Recklessness “just means that you were aware of a risk and you didn’t take the proper precaution. So clearly if you shoot at somebody and you shot in a crowd you’re aware of a risk that they’re gonna die,” Etienne said.

“This is incredible!” University of Illinois Director of Trial Advocacy J. Steven Beckett said. “It appears to me that a lesser included offense was ignored because the proof of the greater offense was obvious. This put prosecutorial decision-making under scrutiny beyond anything imaginable.” In other words, the prosecutors were punished for not having charged Servin with a more severe crime.

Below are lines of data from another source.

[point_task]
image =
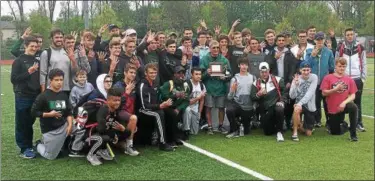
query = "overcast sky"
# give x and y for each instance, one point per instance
(30, 5)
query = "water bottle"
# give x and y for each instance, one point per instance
(241, 130)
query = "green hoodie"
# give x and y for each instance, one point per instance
(178, 103)
(214, 85)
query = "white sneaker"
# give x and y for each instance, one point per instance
(93, 159)
(131, 151)
(279, 137)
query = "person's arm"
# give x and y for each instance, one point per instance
(310, 91)
(145, 97)
(17, 75)
(16, 48)
(43, 70)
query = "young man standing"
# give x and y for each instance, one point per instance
(55, 112)
(193, 112)
(303, 91)
(269, 92)
(322, 63)
(25, 80)
(149, 106)
(177, 90)
(355, 54)
(216, 85)
(340, 92)
(240, 102)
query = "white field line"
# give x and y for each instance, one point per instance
(227, 162)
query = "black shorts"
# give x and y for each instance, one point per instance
(309, 118)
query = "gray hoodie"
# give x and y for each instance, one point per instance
(304, 92)
(79, 91)
(242, 95)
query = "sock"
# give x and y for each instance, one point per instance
(129, 143)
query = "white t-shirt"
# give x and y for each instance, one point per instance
(195, 93)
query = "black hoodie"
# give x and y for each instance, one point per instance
(25, 84)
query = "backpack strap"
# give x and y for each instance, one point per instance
(49, 53)
(274, 81)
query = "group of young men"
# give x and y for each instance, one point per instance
(93, 95)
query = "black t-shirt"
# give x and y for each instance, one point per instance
(234, 53)
(48, 101)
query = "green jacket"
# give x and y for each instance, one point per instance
(178, 103)
(214, 85)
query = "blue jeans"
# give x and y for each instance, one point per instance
(24, 122)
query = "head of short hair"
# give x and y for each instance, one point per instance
(56, 31)
(169, 42)
(56, 72)
(114, 43)
(130, 66)
(195, 69)
(81, 72)
(340, 60)
(152, 66)
(268, 31)
(114, 91)
(185, 38)
(30, 39)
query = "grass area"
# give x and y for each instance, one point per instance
(319, 157)
(183, 164)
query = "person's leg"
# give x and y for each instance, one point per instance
(352, 109)
(358, 102)
(24, 125)
(52, 142)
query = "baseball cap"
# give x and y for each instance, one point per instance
(112, 26)
(263, 66)
(130, 31)
(305, 64)
(319, 36)
(178, 69)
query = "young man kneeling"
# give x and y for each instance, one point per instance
(339, 90)
(303, 90)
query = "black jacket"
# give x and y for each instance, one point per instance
(289, 65)
(147, 96)
(25, 84)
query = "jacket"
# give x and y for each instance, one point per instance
(322, 64)
(214, 85)
(25, 84)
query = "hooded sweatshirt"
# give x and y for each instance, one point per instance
(79, 91)
(99, 92)
(25, 84)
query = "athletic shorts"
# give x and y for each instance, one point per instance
(214, 101)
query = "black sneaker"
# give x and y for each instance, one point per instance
(353, 137)
(76, 154)
(166, 147)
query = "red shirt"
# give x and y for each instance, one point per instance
(334, 100)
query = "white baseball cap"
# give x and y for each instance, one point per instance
(264, 66)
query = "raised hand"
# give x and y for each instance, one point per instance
(27, 33)
(217, 30)
(101, 56)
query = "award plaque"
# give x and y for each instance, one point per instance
(217, 69)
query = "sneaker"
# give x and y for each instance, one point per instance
(318, 125)
(76, 154)
(210, 130)
(222, 130)
(131, 151)
(233, 135)
(279, 137)
(104, 153)
(353, 137)
(166, 147)
(295, 138)
(93, 159)
(28, 154)
(360, 128)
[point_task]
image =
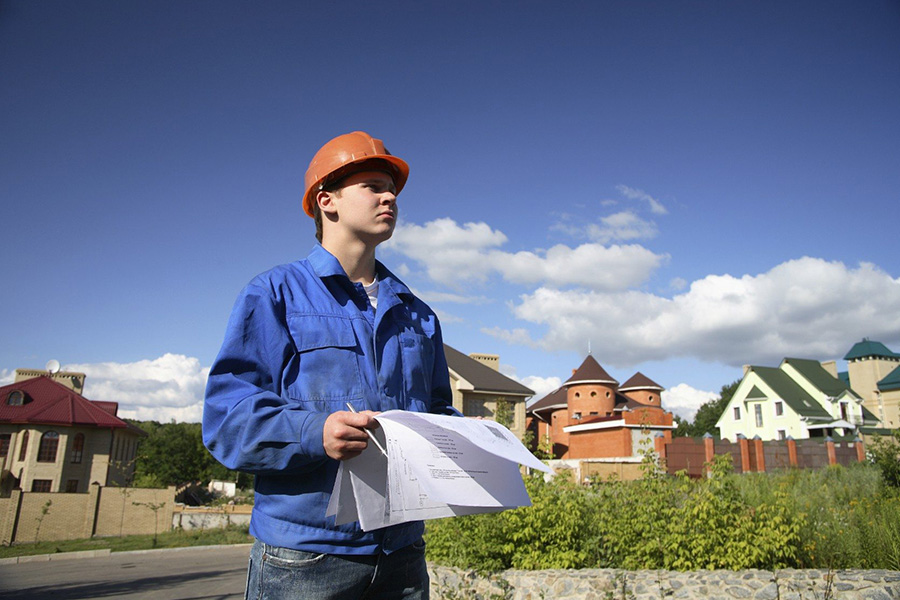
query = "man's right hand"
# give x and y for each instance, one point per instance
(344, 435)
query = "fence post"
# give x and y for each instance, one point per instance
(829, 448)
(792, 451)
(760, 455)
(89, 525)
(860, 449)
(659, 444)
(14, 508)
(744, 445)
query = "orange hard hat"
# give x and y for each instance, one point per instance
(339, 157)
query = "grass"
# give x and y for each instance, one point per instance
(170, 539)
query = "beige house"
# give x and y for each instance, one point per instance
(481, 390)
(873, 371)
(53, 439)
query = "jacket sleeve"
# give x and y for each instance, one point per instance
(247, 424)
(441, 392)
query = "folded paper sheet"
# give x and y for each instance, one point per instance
(436, 466)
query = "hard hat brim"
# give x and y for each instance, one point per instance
(397, 168)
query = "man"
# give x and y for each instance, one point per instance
(305, 340)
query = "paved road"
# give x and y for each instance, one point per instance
(208, 573)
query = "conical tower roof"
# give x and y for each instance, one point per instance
(590, 371)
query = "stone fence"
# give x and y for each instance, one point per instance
(614, 584)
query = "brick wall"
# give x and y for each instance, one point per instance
(753, 456)
(31, 516)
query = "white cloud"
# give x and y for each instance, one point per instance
(683, 400)
(677, 284)
(518, 336)
(162, 389)
(656, 206)
(456, 254)
(433, 296)
(621, 227)
(541, 385)
(803, 308)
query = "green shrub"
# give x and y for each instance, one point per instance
(830, 518)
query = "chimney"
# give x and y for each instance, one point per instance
(489, 360)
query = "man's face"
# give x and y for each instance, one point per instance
(366, 206)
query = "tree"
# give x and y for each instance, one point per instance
(173, 454)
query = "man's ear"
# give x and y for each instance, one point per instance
(325, 200)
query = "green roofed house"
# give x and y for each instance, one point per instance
(800, 398)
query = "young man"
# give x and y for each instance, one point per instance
(305, 340)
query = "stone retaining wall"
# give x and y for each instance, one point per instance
(615, 584)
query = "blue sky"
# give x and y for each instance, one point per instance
(683, 187)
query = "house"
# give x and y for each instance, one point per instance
(873, 371)
(53, 439)
(799, 399)
(591, 416)
(481, 390)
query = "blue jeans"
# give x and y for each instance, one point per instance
(281, 573)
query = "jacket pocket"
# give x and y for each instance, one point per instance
(326, 370)
(417, 360)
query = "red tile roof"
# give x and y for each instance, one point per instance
(50, 403)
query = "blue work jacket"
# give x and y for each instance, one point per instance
(302, 342)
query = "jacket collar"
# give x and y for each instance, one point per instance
(325, 264)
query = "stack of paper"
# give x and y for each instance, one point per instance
(436, 466)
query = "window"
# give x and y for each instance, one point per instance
(77, 448)
(23, 447)
(47, 449)
(41, 485)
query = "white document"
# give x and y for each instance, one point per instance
(436, 466)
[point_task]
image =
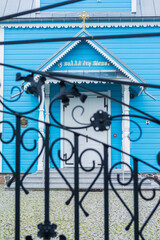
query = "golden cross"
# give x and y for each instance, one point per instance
(84, 16)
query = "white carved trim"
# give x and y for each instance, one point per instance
(134, 6)
(110, 59)
(61, 55)
(99, 50)
(125, 126)
(37, 3)
(1, 87)
(41, 129)
(79, 25)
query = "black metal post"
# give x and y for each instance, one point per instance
(76, 188)
(106, 194)
(17, 179)
(47, 177)
(136, 204)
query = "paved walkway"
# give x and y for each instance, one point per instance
(91, 228)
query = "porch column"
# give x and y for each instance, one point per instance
(125, 125)
(41, 129)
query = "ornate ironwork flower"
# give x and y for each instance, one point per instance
(100, 121)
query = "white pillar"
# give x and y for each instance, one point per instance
(1, 86)
(41, 129)
(47, 101)
(125, 126)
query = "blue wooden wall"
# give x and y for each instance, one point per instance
(142, 55)
(91, 5)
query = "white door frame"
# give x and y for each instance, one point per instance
(109, 131)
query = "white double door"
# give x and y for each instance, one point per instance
(82, 113)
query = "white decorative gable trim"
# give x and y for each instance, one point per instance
(110, 59)
(61, 55)
(79, 25)
(99, 48)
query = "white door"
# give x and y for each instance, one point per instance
(91, 106)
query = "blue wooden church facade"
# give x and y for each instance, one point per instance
(132, 59)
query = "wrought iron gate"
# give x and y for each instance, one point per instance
(100, 121)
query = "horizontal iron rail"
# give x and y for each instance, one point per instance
(10, 16)
(47, 40)
(82, 87)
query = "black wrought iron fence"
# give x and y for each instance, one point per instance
(100, 121)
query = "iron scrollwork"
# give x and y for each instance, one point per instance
(99, 121)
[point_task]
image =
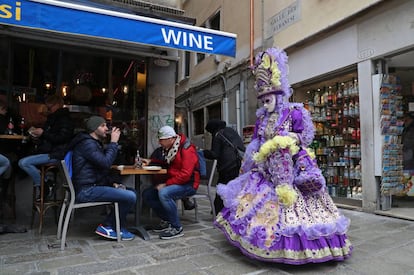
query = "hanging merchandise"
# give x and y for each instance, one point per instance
(392, 125)
(338, 151)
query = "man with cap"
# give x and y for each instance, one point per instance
(92, 177)
(183, 179)
(51, 139)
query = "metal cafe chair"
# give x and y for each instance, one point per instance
(69, 205)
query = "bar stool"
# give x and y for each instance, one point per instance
(42, 205)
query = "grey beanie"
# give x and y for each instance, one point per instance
(93, 123)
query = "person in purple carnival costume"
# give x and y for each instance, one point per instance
(277, 209)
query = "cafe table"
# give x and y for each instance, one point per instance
(125, 170)
(23, 138)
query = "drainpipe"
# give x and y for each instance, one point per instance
(251, 31)
(225, 101)
(238, 110)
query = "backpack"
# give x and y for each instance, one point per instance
(68, 161)
(202, 166)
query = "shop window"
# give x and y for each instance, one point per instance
(34, 71)
(214, 111)
(4, 56)
(198, 122)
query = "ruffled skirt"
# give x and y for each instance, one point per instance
(310, 231)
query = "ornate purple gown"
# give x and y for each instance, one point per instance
(308, 230)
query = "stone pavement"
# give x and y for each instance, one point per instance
(382, 245)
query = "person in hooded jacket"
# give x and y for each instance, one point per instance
(92, 177)
(51, 139)
(228, 164)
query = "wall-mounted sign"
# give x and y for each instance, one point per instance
(284, 18)
(69, 18)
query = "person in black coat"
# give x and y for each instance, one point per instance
(228, 163)
(51, 140)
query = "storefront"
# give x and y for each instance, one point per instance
(351, 150)
(100, 59)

Even more remarkable, Porter came to this decision in what is known as a “directed verdict” before he even heard the defense’s arguments.
“When a motion for directed verdict is made by the defense, the evidence must be considered in the light most favorable to the prosecution,” Beckett points out. “What the judge did here appears to be just the opposite!”
Etienne points out several adverse consequences that would result if Porter’s understanding of the law prevailed. A defendant charged with involuntary manslaughter could get on the stand and make the very argument Porter now makes: I am not guilty of a crime of recklessness because I did this on purpose. “And by the way my trial has started so double jeopardy. You can’t go back and charge me with an intentional killing.”

Double jeopardy is the constitutional notion that an individual can’t be charged twice for the same offense, and legal experts seemed to agree that double jeopardy means Porter’s ruling can’t be appealed, and that prosecutors from the same jurisdiction can’t file charges a second time around.

The other adverse consequence is that most of the plea deals prosecutors now make with defendants wouldn’t make much sense: A defendant is charged with first-degree murder, for example, but pleads guilty to the lesser offense of involuntary manslaughter. “And that’s done all the time,” said Etienne.

Porter does cite several Illinois cases for his conclusion. These cases primarily deal with the issue of jury instructions in the reverse situation when someone charged with a more severe intent crime wants a jury to consider a lesser offense. A murder defendant, for example, wants the judge to also instruct the jury that they can find the defendant guilty of the lesser crime of involuntary manslaughter rather than murder. The judge rejects the defendant’s argument, on the rationale that this is a crime of intent, and not a lesser crime of recklessness. But Etienne points out that this is a very different legal argument. “To dismiss a case where recklessness was charged because intent was proven. That’s a different question,” she said, while conceding the possibility that Illinois courts would come out a different way on this question.

Timothy P. O’Neill, a professor at John Marshall Law School in Chicago, questions Porter for another, different reason.

“I respect Judge Porter, but at the same time I think he maybe made the case a little bit more difficult than it had to be,” O’Neill said. Even if Servin intended to fire the gun, he seemingly didn’t intend to hit Boyd. He instead intended to hit the man whom he believed was pulling a gun out of his waistband.

“You can do intentional acts and still be found guilty of involuntary manslaughter based on results,” O’Neill said.

Both O’Neill and Etienne agreed that Servin could have, and perhaps should have, been charged this time around with murder — a crime that requires intent.

“But that does NOT mean that it is legally impossible to also find it could have been involuntary manslaughter: the defendant committed voluntary acts that recklessly killed an unintended victim,” O’Neill said. “That is involuntary manslaughter.”